Monday is my ridiculously long work day.  I mean long.  I have to go in early to make sure everything is set to start the week off right, I have to stay late because the last patient is chronically running behind.  I get home around 8:30 PM, sometimes a bit earlier, sometimes a bit later and honestly I'm dead by then.  And into this mix of exhaustion, hunger, mild curiosity and dread (of the next day) Being Human has just kind of slipped into my routine. It's a show that doesn't take a great deal of effort on my part: easy plots to follow, easy awkward moments to chuckle along with, easy voice overs to remind you of the point if you happened to drift away.  In a way, that's what you need sometimes.

Even the premise is easy!  (And borrowed from a UK show by the same name.)  In an effort to live "normal" lives, a vampire named Aidan (Sam Witwer), a werewolf named Josh (Sam Huntington) and a ghost named Sally (Meaghan Rath) share the house Sally died in, renting it from her (supposedly) bereaved fiancée Danny (Gianpaolo Venuta).  Not all that hard right?  Monsters are just like us and we are just like them.  So far the dialog is a little clunky and earnest, the characters are underdeveloped, and the tone is somewhat unclear, but so be it.

A few problems does not a disaster make.  Evil overlord vampire Bishop (Mark Pellegrino) is sufficiently menacing.  Bishop is a man with a plan; he wants to take vampires out into the open, which doesn't sit well with former protégé Aidan.  They are two people with a long history and obvious disappointment: the subdued hostility of their interaction is one of the stronger elements of the show.  Josh's love interest Nora (Kristen Hager) is a prickly and skeptical person, so even though she doesn't (yet) know that Josh is a werewolf, she is a nice antidote to the dippy-girl-who-falls-in-love-with-evil-but-not-evil-creature type that permeates pop-culture currently.  The core trio has a comfortable familial dynamic that doesn't completely consist of important conversations about their particular existential difficulties; sometimes they dig at each other, sometimes they joke.

I don't know that Being Human will ever be better than it is, but I don't have a problem with that.  Sometimes things just are what they are, and what they are is good enough after a full day.

The TV Girl

1 comment:

Kathleen said...

Also one other thing. A while back Phil and I watched about 1/2 of the first Season of Friday night lights, we ended up just reading the synopsis of how the season ends, but you were right, KP. I liked the marriage between Coach Taylor and his wife, it was refreshingly positive and realistic! Do you know what we thought was hilarious was Matt's Dad, just getting out of the "Army" on an R&R from deployment without so any repercussions and no consideration of the big fat pension he'll loose.

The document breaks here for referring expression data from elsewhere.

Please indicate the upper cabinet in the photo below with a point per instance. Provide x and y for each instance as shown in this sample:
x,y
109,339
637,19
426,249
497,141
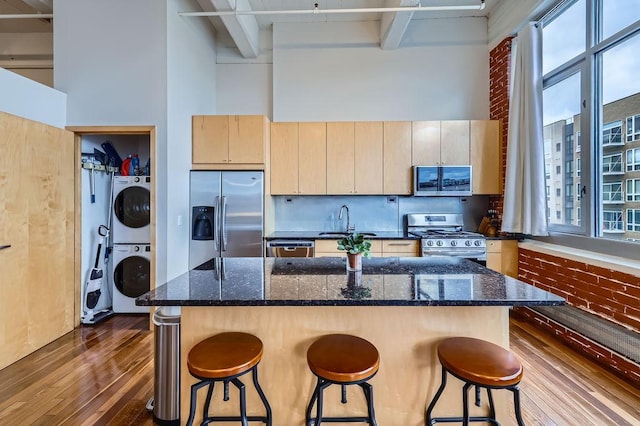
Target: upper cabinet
x,y
229,140
397,157
440,143
486,156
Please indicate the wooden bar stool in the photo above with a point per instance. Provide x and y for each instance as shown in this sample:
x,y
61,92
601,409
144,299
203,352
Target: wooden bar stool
x,y
223,358
483,365
343,360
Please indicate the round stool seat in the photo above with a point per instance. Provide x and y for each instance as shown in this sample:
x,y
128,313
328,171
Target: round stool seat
x,y
343,358
224,355
481,362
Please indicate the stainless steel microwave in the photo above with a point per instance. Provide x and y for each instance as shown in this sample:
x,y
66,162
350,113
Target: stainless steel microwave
x,y
442,180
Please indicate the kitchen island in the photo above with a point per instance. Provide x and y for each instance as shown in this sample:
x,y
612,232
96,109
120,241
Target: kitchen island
x,y
404,306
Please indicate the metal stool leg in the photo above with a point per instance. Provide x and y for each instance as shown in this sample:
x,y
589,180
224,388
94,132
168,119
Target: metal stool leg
x,y
465,404
194,399
443,384
516,403
262,396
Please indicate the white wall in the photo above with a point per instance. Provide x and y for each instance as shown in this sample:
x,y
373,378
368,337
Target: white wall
x,y
337,71
191,89
26,98
110,59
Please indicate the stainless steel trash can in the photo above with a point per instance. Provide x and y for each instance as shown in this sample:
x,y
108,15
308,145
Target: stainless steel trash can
x,y
166,387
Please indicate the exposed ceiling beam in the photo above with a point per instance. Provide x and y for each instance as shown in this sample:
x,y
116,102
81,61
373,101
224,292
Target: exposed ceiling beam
x,y
243,29
393,25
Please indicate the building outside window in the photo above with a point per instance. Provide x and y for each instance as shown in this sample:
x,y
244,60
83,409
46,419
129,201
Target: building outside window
x,y
591,99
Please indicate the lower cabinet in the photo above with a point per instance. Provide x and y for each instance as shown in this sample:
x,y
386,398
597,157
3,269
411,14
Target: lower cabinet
x,y
502,256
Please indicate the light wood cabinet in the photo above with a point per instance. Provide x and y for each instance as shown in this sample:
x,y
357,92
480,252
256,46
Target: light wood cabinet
x,y
486,156
368,161
37,210
397,157
440,143
228,140
502,256
340,158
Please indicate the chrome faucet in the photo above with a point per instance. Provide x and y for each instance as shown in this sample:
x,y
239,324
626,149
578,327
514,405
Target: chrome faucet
x,y
350,228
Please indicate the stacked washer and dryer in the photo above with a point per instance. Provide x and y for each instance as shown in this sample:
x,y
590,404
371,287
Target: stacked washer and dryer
x,y
131,238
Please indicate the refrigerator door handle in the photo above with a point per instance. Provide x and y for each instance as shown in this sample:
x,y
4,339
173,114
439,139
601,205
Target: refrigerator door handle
x,y
216,233
223,224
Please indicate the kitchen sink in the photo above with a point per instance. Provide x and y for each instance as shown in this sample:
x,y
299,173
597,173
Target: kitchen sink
x,y
343,234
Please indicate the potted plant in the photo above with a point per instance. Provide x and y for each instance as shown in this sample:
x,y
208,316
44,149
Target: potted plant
x,y
356,247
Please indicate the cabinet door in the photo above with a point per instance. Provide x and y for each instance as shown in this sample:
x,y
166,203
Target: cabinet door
x,y
368,157
246,139
284,158
425,143
312,156
486,156
454,143
210,139
340,157
397,157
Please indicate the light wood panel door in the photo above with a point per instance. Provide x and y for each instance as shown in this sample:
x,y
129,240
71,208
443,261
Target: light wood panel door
x,y
210,139
312,156
37,219
454,143
284,158
486,156
368,161
397,157
340,157
247,139
425,143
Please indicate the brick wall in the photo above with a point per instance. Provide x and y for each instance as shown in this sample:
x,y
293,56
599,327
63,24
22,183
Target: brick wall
x,y
604,292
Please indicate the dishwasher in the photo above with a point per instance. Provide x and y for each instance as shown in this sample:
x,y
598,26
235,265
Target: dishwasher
x,y
290,248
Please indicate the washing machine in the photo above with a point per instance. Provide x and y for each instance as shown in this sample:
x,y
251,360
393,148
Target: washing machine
x,y
131,210
130,276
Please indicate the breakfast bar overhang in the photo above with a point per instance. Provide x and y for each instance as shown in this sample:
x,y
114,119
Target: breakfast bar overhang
x,y
404,306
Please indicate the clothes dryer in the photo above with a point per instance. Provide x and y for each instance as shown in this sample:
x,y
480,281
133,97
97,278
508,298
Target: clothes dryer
x,y
130,275
131,210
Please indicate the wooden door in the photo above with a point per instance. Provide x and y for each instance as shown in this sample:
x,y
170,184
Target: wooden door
x,y
37,290
247,139
454,143
312,158
340,157
368,161
397,157
425,143
486,156
284,158
210,139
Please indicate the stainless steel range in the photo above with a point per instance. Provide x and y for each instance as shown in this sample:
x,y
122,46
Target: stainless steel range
x,y
442,234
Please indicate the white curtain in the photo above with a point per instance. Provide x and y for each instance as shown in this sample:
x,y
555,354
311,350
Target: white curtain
x,y
525,199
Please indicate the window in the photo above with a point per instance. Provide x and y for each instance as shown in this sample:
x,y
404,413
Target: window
x,y
633,160
612,164
612,192
633,220
612,133
612,221
633,189
633,128
591,88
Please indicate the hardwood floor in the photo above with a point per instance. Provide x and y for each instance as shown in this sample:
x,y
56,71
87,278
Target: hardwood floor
x,y
103,375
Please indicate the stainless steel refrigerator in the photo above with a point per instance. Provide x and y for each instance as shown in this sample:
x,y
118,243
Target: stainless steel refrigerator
x,y
226,215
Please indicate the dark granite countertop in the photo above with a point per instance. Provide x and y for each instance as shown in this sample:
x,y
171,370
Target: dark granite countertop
x,y
420,281
323,235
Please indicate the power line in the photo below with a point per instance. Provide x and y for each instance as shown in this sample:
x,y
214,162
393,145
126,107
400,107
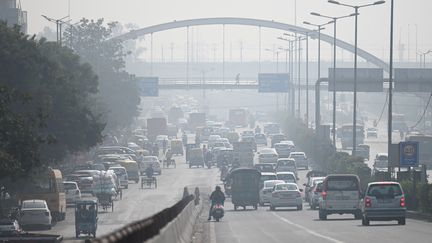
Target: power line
x,y
424,113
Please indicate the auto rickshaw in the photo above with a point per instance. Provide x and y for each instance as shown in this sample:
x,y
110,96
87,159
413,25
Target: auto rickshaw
x,y
177,146
86,217
244,185
195,157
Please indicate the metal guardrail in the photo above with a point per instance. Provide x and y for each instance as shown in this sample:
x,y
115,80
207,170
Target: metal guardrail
x,y
145,229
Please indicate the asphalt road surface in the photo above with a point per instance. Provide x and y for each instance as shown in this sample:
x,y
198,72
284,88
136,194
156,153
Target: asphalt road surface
x,y
290,225
140,203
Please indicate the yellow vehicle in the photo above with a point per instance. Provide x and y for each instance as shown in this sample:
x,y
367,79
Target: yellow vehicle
x,y
177,146
132,169
47,186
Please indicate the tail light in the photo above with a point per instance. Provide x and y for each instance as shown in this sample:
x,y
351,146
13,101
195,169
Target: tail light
x,y
368,202
402,201
324,195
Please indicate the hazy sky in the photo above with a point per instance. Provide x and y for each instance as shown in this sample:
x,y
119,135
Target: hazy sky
x,y
373,22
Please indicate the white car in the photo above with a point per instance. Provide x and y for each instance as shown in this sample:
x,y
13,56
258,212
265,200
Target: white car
x,y
287,177
300,158
261,139
121,174
150,160
267,155
73,193
283,149
286,195
266,176
35,213
265,192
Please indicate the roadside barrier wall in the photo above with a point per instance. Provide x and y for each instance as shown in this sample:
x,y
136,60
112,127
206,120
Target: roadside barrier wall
x,y
174,224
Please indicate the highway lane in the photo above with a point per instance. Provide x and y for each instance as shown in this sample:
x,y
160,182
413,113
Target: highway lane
x,y
290,225
140,203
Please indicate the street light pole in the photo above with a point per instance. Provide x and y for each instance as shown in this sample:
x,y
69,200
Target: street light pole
x,y
356,8
390,105
334,67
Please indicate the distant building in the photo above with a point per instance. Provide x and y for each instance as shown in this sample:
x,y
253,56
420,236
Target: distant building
x,y
10,11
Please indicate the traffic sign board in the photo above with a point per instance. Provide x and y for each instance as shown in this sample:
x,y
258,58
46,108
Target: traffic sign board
x,y
273,82
368,79
409,154
149,86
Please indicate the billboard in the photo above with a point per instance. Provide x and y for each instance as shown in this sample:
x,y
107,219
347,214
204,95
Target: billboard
x,y
149,86
413,79
273,82
368,79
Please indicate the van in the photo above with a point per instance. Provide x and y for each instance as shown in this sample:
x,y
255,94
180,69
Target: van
x,y
340,195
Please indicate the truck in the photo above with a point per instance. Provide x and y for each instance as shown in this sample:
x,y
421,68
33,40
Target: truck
x,y
196,119
243,153
155,127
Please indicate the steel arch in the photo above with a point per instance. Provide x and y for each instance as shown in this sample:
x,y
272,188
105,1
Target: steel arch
x,y
251,22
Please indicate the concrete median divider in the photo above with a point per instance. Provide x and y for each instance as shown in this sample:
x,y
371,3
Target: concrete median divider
x,y
174,224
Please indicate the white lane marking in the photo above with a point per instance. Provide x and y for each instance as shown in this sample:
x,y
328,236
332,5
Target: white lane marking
x,y
212,233
306,229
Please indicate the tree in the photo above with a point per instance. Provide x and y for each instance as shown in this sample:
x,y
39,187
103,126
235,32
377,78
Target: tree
x,y
118,89
47,104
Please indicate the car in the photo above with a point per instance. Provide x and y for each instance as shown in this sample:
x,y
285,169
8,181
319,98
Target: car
x,y
380,163
267,155
340,195
35,213
283,149
261,139
287,177
264,167
265,192
265,176
248,133
286,195
153,160
383,201
301,159
72,191
9,227
372,132
277,138
315,195
310,185
121,174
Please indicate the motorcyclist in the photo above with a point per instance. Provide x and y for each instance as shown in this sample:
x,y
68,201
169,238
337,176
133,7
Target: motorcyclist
x,y
217,197
149,171
257,129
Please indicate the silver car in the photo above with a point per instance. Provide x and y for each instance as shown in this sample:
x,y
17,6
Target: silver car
x,y
286,195
266,191
383,201
35,213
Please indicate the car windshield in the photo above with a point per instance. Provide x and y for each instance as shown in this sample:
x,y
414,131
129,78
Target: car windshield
x,y
35,204
286,187
270,184
342,184
70,186
384,190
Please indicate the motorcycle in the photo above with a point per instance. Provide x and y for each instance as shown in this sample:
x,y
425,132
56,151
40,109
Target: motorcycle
x,y
218,212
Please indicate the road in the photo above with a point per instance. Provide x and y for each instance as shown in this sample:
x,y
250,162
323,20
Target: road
x,y
140,203
290,225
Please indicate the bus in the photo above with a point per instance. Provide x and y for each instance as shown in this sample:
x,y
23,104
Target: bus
x,y
238,117
346,135
48,186
425,145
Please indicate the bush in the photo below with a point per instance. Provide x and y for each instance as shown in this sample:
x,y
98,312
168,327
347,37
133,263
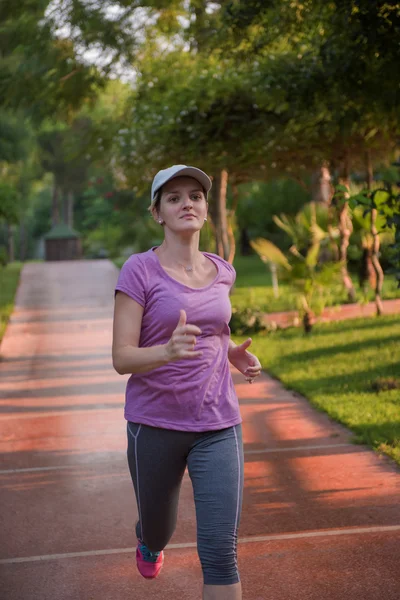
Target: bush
x,y
246,321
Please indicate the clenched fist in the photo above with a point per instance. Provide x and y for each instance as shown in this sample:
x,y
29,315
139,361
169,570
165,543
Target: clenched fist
x,y
183,340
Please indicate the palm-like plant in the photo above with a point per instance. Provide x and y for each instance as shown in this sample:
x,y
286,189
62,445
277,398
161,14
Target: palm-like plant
x,y
302,268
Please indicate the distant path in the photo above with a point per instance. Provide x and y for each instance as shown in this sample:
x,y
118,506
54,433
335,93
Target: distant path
x,y
321,517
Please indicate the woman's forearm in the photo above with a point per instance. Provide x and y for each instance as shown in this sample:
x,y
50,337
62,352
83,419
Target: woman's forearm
x,y
130,359
231,345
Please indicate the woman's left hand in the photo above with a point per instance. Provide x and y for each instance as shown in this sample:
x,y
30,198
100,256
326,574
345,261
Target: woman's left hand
x,y
245,362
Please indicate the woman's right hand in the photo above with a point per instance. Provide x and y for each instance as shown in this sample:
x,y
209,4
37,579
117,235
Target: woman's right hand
x,y
183,340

And then in an episode after so, his son tells him, "Dad you can go back to Iraq!" As if his Dad can just picks up the phone and magically re-join "Army." It was on par with "Army had a half day" for us Military folk and we thought someone could have tried a bit harder make that situation a little more realistic. But perhaps we're the only ones who noticed how ludicrous it was.